The benefits of strengthening the finance department’s relationship with data
As organisations grapple with a constantly rising tide of digital data, many are finding their traditional methods of managing it are no longer up to the task. They're finding that, unless they have a data management software platform and automation in place, they'll eventually drown.
Looking to the future, the problem of managing data at scale will only increase as businesses create new customer experience touchpoints, explore avenues to reach new audiences, follow new trends, and become more invested in customer success. These activities require mountains of data, and this data only works if it's catalogued, processed, and applied appropriately.
Without the right systems in place, it's possible that an organisation will use the wrong metrics to measure outcomes, or metrics that are simply wrong, and this challenge is particularly acute for the finance department.
Finance professionals need absolute certainty that their data can stand the test of investors, public auditors, and regulators. A massive amount of energy and work is put into establishing a suitable level of control for reported financials and metrics, but often what's overlooked are leading indicators that guide strategy and capital allocation. This can lead to lost opportunities and reduced profits.
The challenge of data quality
Senior management often struggles to derive business value from data, and it's easy to group all kinds of challenges under the vague umbrella of ‘data quality'. Yet it's important to look a layer deeper than just trust of data.
There are many different ways to think about data trust. These include completeness, accuracy, accessibility, traceability, recency and relevancy. Until you unpack which aspects of business data are problematic, it's hard to facilitate a conversation about why a decision-maker feels hesitation, reluctance or indecision about a particular analysis.
In many cases, Chief Financial Officers and their teams don't feel as though they are getting enough return on investment for their IT spend. They perceive that they're investing a lot and not seeing tangible results.
From IT's perspective, looking at an organisation-wide data strategy, it's challenging to apply the right degree of quality for these situation-specific needs. Perfection is often the enemy of good, but at a minimum, there should be enough insight to calibrate expectations and make active trade-offs.
Generally, no single system or vendor can claim to be a cure-all for this data culture disconnect.

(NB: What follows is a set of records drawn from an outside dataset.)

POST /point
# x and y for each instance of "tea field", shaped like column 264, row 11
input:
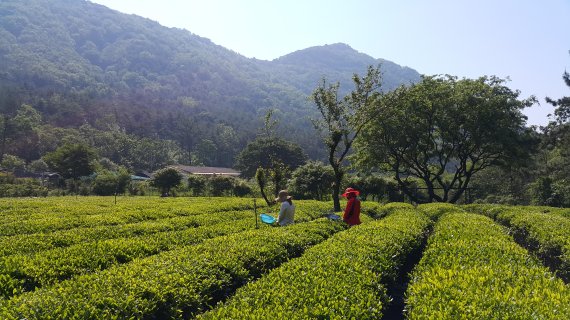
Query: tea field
column 208, row 258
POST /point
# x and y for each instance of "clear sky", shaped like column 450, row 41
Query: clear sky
column 525, row 40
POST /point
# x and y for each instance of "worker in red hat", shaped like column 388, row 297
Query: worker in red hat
column 352, row 211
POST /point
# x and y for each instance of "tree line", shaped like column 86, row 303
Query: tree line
column 432, row 141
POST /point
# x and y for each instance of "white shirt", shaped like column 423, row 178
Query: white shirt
column 286, row 214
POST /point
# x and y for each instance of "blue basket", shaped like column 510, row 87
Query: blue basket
column 265, row 218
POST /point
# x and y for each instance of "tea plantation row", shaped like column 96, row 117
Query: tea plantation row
column 185, row 258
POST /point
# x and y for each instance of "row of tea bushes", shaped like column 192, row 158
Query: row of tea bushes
column 547, row 234
column 69, row 213
column 37, row 242
column 25, row 272
column 19, row 273
column 344, row 277
column 174, row 284
column 472, row 269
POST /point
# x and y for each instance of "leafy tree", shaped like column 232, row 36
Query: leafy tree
column 442, row 131
column 13, row 163
column 270, row 158
column 197, row 184
column 220, row 185
column 38, row 166
column 312, row 180
column 342, row 120
column 72, row 160
column 241, row 188
column 109, row 183
column 266, row 152
column 166, row 179
column 17, row 127
column 375, row 187
column 261, row 179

Metrics themselves aren't enough, as they can only be successful when coupled with strong process, commitment, and organisational buy-in to ensuring sound maintenance of the data. That's why enterprises in every industry must embrace the idea of governance and common data standards.
Success often depends on a central effort and combination of the software with the processes and systems that ensure data health. Once you can do that, you can demonstrate the business value of your data. Suddenly the disconnect between investment and return vanishes.
Focusing on data health
As organisations become flooded with more and more data, it's important to remember that the context and usability of data is paramount. By systematising context in a way that allows a larger audience to consume and interpret it, you supercharge the business value of the data. The right data systems and data-driven culture grant people the ability to understand the ‘why' as well as the ‘what', which means that the data isn't just there — it's decision-ready.
Strong data governance is critical to teasing apart the actual challenges of working with data and solving them at a human level. Democratising data with appropriate governance and universal quality standards ensures that you're putting safe data in the hands of the people who need it to make decisions and that those people understand the life history and quality of the data they work with.
This can be achieved by taking a data health approach to the challenge. Corporate data is no longer viewed as a collection of assets that people share with particular tools. Rather, it's seen as a living thing that requires care and feeding, a common language, and common understanding. Everyone who works with data needs to have access to its context to understand the data itself and its value to the business, and consequently shares responsibility for maintaining the visibility and reliability of that data.
By following a strategy of data health, the finance team and the IT department can achieve trust in their data processes and agree on what ROI should be achieved. In this way, the full value of an organisation's data assets can be realised.